Slowdown affects downtown stores

Joanne Craige makes change for Elizabeth Franklin, left, for a special order book, while customer Charlotte Bergschneider, center, waits in line. - Jenny Manning/Whidbey News-Times
Joanne Craige makes change for Elizabeth Franklin, left, for a special order book, while customer Charlotte Bergschneider, center, waits in line.
— image credit: Jenny Manning/Whidbey News-Times

Times are tough for downtown Oak Harbor’s historic business district.

In a stark sign of today’s tough times, at least a half dozen storefronts will likely be empty by the time Holland Happening parade-goers march down Pioneer Way this spring.

The Feather Duster, a consignment studio that offered unique fine furnishings and home accessories, closed its doors March 28— the first of several business to leave town.

Giovanni and Mary Jo Strain bought the shop in August 2007. At first business was good, but at the end, customers weren’t buying like they used to.

“We’re doing hardly any sales at all,” Giovanni said just before the closure. “People are just frozen.”

Giovanni doesn’t know what he’ll do for work after The Feather Duster, but said he’ll be looking for a job.

Several blocks east on Pioneer Way, other businesses’ sales are struggling.

Diane Sullivan, owner of Wind and Tide Bookshop, agrees that it’s a slow time.

In addition to the rough economy, the longtime shop owner said the December snowstorm and street closure for the Pioneer Way waterline replacement last year contributed to slumping sales.

Former Shady Lady, Mickey Williams, still keeps shop in Harborside Village. Shady Ladies was a popular longtime antique store run by several women, who now operate their own separate businesses. The retail scene has changed a lot in Williams’ 22 years of downtown business experience, she said, attributing her continued success to regular clients and a sensible business model.

“We’ve got to cut back in some areas to make room for other expenses,” she said of her strategy.

Stamping Pad, another shop in Harborside Village, will soon close its doors, not because of the economy, but because owner Salla Wagner and her family are moving to Hawaii.

Wagner hoped to sell the business, but so far no one has offered to buy, despite “pretty consistent” sales.

Across the street, Rosalind Daily prepares to shutter her shop. Also a former Shady Lady, Daily branched out 12 years ago to open Fancy Pants. Her husband’s health, not the economy, is behind the closing, she said, adding that business was still humming along because of a solid base of faithful customers. The couple plan to move to Tucson, Ariz. in October.

Storefront 810 remains empty two months after Bob’s Cabinet Creations moved out. Owner Bob Crouch decided to move to Mount Vernon and work for someone else, Kristi Jensen, owner of Harborside Village, said.

Island Cafe left in January for a spot on Highway 20 across from Kmart.

Two vacant and four soon-to-be empty storefronts dot Pioneer Way, but Jensen said there’s competition among entrepreneurs looking to rent.

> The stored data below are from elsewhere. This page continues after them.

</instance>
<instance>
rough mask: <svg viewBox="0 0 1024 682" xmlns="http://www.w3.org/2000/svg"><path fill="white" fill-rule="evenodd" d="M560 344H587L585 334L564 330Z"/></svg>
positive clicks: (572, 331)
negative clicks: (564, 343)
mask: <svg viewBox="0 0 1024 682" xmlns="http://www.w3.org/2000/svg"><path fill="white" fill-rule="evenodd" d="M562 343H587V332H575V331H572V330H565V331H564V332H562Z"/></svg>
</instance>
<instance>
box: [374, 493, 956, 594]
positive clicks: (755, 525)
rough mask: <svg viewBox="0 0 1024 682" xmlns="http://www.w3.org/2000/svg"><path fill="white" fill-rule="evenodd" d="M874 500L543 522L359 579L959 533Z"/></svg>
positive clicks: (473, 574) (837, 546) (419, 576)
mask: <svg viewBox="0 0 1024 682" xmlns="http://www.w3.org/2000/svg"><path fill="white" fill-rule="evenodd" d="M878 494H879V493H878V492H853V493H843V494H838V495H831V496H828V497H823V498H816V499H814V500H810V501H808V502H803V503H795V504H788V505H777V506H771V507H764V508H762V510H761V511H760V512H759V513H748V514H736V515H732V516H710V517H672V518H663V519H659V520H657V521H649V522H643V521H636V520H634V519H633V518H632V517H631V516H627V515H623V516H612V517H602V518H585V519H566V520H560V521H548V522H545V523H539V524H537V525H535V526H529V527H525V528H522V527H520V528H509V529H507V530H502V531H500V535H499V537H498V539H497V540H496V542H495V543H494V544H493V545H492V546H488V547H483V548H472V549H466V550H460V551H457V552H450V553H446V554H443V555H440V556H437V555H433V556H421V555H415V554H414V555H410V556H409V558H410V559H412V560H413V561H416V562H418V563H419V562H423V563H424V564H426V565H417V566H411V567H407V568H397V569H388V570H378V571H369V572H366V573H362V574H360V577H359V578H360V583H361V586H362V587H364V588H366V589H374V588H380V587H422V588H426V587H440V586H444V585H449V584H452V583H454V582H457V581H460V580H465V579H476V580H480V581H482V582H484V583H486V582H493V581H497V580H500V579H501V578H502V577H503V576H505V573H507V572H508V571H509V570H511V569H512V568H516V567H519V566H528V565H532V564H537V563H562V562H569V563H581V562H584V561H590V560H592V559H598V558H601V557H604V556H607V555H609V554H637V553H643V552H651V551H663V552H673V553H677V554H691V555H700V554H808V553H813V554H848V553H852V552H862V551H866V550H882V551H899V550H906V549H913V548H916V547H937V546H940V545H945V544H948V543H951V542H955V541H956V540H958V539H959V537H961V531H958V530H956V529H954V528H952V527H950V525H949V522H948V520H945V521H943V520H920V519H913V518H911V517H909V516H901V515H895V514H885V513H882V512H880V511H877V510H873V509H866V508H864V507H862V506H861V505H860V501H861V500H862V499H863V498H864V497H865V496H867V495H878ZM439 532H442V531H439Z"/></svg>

Downtown store owners aren’t imagining the drop in consumer spending. A comparison of Oak Harbor’s first quarter tax revenue for 2007 to 2009, shows a dip in shopper’s ability — or willingness — to spend. This year’s first quarter tax revenues brought in $55,405 less than 2007 and $57,182 less than in 2008.

“Sales tax receipts are tracking at slightly less than 7 percent below our 2007 receipts,” Doug Merriman, city finance director, said.

Oak Harbor consumers are also spending less on gas, as is seen in this year’s first quarter gas tax revenues, which is $14,569 less than two years ago and $9,836 below last year’s mark.

Despite the downturn, a handful of store owners credit the economic slowdown to their recent success.

Bruce King, owner of King’s Card Shop, likens himself to the Pioneer Way “Godfather.”

“It’ll be 20 years in April and I’m having the best year I’ve ever had,” King said.

The only explanation King had for his rising sales is that cash-strapped folks are spending more on hobbies and less on big-ticket items like big screen TVs, cars and overseas vacations.

Popsies, in its third year of business, is continuing its upward trend, reports owner Kay Coolidge.

“We’re hanging in there,” she said. “Each year we’ve done better than the year before.”

Coolidge suspects that the continued success stems from palatable prices.

“This is not a high-end commodity,” she said of the sweet shop’s plentiful popcorn, ice cream and tasty treats in stock.

Laura Apgar, who owns Paint Your World with her husband, Ron, said this year’s sales are on target with last year’s numbers. The studio allows customers to paint their own pottery or create fused glass artwork.

“It’s still an affordable escape,” Apgar said.